Что вы! Расскажите. Обещаю вам, что не буду смеяться! Даю слово! Ну, пожалуйста.
Она
колебалась. Я взял ее руки, жалкие, сухонькие, холодные ручки, и поцеловал одну
и другую несколько раз подряд, как это делали когда-то «они». Она была тронута.
Она колебалась.
– Так
обещаете не смеяться?
– Честное
слово!
– Ну,
хорошо, идемте.
Она
встала, и когда слуга, неуклюжий юнец в зеленой ливрее, отодвигал ее кресло,
она что-то сказала ему на ухо быстрым шепотом.
Он
ответил:
– Слушаю,
сударыня. Сию минуту.
Она
взяла меня под руку и повела на веранду.
Аллея
апельсиновых деревьев в самом деле была чудесна. Луна уже взошла, большая, круглая
луна, и протянула по середине аллеи длинную полосу света, падавшего на желтый
песок меж круглых и плотных крон темных деревьев. Деревья стояли все в цвету, и
ночь была напоена их сильным и сладким ароматом. А в черной листве порхали
тысячи крылатых светляков, огненных мух, похожих на звездные зернышки.
Я
восхитился.
– О,
какая декорация для любовной сцены!
Она
улыбнулась.
– Ведь
правда, правда? Сейчас вы увидите.
Она
усадила меня рядом с собой. И, помолчав, сказала тихонько:
– Вот
почему жалко, что жизнь ушла. Но ведь вы, нынешние мужчины, о любви не думаете.

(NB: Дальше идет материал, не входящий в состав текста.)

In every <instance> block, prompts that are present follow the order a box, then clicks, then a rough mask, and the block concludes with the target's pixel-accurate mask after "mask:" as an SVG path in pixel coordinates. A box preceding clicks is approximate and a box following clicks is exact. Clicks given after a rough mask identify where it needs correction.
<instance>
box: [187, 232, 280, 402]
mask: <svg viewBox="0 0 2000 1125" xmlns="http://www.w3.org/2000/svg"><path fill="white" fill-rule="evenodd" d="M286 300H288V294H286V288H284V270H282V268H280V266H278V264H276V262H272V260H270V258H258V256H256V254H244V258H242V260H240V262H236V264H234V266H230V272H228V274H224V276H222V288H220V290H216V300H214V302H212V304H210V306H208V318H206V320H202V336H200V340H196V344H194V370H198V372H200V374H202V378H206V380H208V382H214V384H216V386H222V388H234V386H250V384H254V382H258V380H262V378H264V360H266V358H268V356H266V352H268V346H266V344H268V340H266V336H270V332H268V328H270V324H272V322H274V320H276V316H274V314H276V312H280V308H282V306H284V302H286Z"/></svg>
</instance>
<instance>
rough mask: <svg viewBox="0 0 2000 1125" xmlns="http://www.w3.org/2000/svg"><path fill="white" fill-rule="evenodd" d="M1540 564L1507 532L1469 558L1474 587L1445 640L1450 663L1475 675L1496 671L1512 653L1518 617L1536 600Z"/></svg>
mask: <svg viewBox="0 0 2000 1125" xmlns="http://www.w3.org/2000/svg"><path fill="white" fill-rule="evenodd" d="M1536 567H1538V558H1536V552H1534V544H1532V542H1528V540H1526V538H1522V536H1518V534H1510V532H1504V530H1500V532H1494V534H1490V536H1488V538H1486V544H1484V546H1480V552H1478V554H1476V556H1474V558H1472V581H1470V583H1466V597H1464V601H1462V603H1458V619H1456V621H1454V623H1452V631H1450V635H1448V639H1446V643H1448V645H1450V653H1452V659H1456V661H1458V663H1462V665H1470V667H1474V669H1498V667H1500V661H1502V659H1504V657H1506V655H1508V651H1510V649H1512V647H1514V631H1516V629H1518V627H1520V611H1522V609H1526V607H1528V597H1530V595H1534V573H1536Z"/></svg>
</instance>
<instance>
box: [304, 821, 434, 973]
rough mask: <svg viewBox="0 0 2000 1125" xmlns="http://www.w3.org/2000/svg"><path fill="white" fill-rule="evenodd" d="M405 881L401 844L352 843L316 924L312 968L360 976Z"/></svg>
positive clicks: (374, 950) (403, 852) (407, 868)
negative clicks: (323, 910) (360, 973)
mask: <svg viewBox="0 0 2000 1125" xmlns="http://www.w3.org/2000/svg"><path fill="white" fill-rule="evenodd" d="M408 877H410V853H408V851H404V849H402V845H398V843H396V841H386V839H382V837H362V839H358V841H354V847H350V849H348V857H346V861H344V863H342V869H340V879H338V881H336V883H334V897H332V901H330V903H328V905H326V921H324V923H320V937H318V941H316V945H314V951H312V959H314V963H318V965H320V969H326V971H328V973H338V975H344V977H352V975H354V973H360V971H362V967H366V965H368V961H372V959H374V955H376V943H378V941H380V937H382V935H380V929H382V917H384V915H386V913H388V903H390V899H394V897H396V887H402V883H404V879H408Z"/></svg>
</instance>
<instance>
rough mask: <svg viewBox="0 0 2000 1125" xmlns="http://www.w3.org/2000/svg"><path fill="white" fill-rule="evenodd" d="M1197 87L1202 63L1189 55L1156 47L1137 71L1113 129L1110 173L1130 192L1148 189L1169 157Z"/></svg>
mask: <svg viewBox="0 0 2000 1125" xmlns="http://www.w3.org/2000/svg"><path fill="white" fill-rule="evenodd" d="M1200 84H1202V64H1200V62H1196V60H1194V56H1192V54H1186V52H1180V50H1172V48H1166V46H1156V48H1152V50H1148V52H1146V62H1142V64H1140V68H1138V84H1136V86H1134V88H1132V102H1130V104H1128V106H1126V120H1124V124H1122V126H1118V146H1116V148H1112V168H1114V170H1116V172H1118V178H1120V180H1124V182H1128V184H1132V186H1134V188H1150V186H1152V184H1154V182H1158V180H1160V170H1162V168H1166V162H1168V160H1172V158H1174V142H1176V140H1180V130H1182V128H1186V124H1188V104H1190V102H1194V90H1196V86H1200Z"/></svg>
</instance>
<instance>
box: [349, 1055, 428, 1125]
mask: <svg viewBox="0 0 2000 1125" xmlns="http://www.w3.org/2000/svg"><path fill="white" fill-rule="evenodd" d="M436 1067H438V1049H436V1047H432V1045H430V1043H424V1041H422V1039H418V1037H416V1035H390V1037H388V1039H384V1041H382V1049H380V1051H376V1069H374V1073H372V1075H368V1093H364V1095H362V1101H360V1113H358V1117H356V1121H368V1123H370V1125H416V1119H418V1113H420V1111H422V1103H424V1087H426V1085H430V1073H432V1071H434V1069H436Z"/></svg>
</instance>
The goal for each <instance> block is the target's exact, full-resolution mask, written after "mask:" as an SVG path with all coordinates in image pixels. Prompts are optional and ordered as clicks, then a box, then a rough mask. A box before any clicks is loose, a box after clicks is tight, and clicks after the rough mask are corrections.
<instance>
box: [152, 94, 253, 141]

Вы теперь биржевики, коммерсанты, дельцы. Вы даже разучились разговаривать с
нами. Я говорю «с нами», но имею в виду, конечно, молодых женщин. Любовь
превратилась теперь просто в связь и нередко начинается со счета портнихи,
который женщине надо скрыть. Если вы найдете, что женщина не стоит таких денег,
вы отступаете; если найдете, что женщина стоит больше, вы оплатите счет. Хороши
нравы! Хороша любовь!
Она
взяла меня за руку.
– Смотрите…
Я
взглянул и замер от удивления и восторга… Вдали, в глубине аллеи, по лунной
дорожке, обнявшись, шла влюбленная пара. Они шли медленно, прижавшись друг к
другу, очаровательные, юные, и то пересекали лужицы света, который тогда ярко
озарял их, то внезапно исчезали в тени. Он был в белом атласном кафтане, какой
носили в минувшем веке, и в шляпе со страусовым пером; она – в платье с фижмами
и в высокой пудреной прическе красавиц времен Регентства.
В ста
шагах от нас они остановились посреди аллеи и с жеманной грацией поцеловались.
Тут я
узнал в них обоих молодых слуг актрисы и весь скорчился на стуле, едва
сдерживая безумное, нестерпимое желание расхохотаться. Все же я пересилил себя
и не рассмеялся. Я изнемогал, мучился, дергался, но подавил в себе смех, как
человек, которому ампутируют ногу, подавляет крик, рвущийся из горла и с губ.
Но вот
юная чета повернулась, направилась в глубину аллеи и снова стала прелестной.
Она уходила, удалялась, исчезала и наконец совсем исчезла, как греза. Ее уже не
было видно. Опустевшая аллея стала печальной.
Я тоже
ушел, ушел, чтобы больше не видеть их: я понял, что этот спектакль длится
долго, ибо он возрождает прошлое, далекое прошлое любви и рампы, искусственное,
обманчивое и пленительное прошлое, полное ложного и настоящего очарования, от
которого все еще билось сердце бывшей актрисы и былой любовницы.